W archiwach Inkwizycji, w pomieszczeniach o stalej temperaturze i wilgotnosci przechowywane byly stare woluminy, gotowe rozsypac sie na pyl przy najmniejszym dotknieciu. Kopie tych dokumentow stale byly do dyspozycji Klaudiusza - niestety, poplatane teksty mialy raczej artystyczna niz poznawcza wartosc. Natomiast wspolczesne badania, obszerne filozoficzne traktaty i precyzyjne kroniki z mrozacymi krew w zylach szczegolami - nie wnosily niczego istotnego do tematu. W kazdym razie dla Klaudiusza, on sam kiedys rowniez przygotowywal sie do takiej rozprawki. Kiedy jeszcze pracowal jako kurator Egre, stolicy winiarstwa.
Gwaltownie brzeknal zolty telefon bez tarczy. Klaudiusz skrzywil sie, jakby lyknal octu.
Glos ksiecia brzmial, o dziwo, dosc zyczliwie:
- Tak pozno i na posterunku?
- Czytam sobie ksiazki, wasza wysokosc.

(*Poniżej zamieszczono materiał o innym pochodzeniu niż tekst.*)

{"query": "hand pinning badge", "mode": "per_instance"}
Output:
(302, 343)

Zeby kolejny raz przekonac sie, jakimi jestesmy glupcami.
Ksiaze milczal, rozwazajac, czy zart miesci sie w granicach dobrego wychowania. Nie podjawszy decyzji, westchnal:
- Moge panu pogratulowac, panie Wielki Inkwizytorze? Wydaje sie, ze nawet najbardziej zawzieci przeciwnicy wiedzm sa teraz zadowoleni?